At four o'clock they met Hopkins on the summit. He was sorely disappointed no one had brought any more liquor, but he chatted amiably. The thousand feet of rope lay strung about the acre-and-a-half surface like a giant spider web. Field made a mental inventory of the gear Hopkins had acquired—several blankets, a tent, the fur-lined flying suit, boots and helmet, gloves, hot water bottles, chemical heating pads, portable stove, coal and wood, flashlight, ax, and enough food to fill a general store. The most valuable stuff, including Hopkins' parachute, they heaved over the edge.
The climbers gave Hopkins a quick lesson in rappelling, something he had never heard of, and started the descent. Hopkins took the middle position and Durrance came last. The chutist was an apt pupil and had almost no trouble swinging down the mountain, as slick as any Indian maiden.
With a bright spotlight lent by a Denver radio station, and the headlights of several hundred cars providing additional illumination, the climbers approached the base about 9 p.m. Hopkins faced the crush of reporters and well-wishers even before the rest of the climbers were off the rock.
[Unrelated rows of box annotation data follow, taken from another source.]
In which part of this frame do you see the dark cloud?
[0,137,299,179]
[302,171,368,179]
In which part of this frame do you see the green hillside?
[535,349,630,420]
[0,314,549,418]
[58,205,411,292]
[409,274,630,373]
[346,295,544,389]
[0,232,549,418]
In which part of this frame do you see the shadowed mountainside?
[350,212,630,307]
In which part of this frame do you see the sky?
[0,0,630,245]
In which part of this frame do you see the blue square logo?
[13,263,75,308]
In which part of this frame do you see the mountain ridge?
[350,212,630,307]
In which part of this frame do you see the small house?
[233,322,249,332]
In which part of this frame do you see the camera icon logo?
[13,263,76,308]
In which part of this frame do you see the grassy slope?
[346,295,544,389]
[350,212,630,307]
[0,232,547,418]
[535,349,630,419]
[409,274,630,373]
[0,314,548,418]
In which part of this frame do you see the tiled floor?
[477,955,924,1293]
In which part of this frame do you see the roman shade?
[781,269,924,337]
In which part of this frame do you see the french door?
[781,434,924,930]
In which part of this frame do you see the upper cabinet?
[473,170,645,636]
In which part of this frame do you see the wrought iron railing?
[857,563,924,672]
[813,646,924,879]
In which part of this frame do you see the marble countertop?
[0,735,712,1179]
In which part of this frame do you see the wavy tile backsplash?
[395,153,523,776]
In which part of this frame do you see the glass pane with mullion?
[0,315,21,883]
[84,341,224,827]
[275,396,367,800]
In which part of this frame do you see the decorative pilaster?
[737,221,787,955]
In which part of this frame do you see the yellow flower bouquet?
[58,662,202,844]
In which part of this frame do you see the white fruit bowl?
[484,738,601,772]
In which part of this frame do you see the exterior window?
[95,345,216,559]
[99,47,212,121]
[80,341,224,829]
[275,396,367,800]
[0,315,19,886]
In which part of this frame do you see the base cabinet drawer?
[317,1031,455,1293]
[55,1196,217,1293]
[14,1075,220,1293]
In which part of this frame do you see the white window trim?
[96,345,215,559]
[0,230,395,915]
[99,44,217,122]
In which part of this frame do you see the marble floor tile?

Considering the six days and five nights he had been stranded on Devils Tower, Hopkins was in good shape. "I feel first-class," he said, "but I need plenty of sleep." Other than the cold and boredom—"I bet I counted the boulders on that damned mountain peak a thousand times, and gave 'em all names you couldn't print"—his biggest problem was the resident rodent population, which threatened to devour his foodstuffs while he tried to sleep. Particularly cheeky were what he called "bull chipmunks."
"They would have run off with a whole steak if I hadn't kept throwing rocks at them," he said. But Hopkins prevailed over the chipmunks. In fact, he did better than that. During his ordeal, he gained six pounds.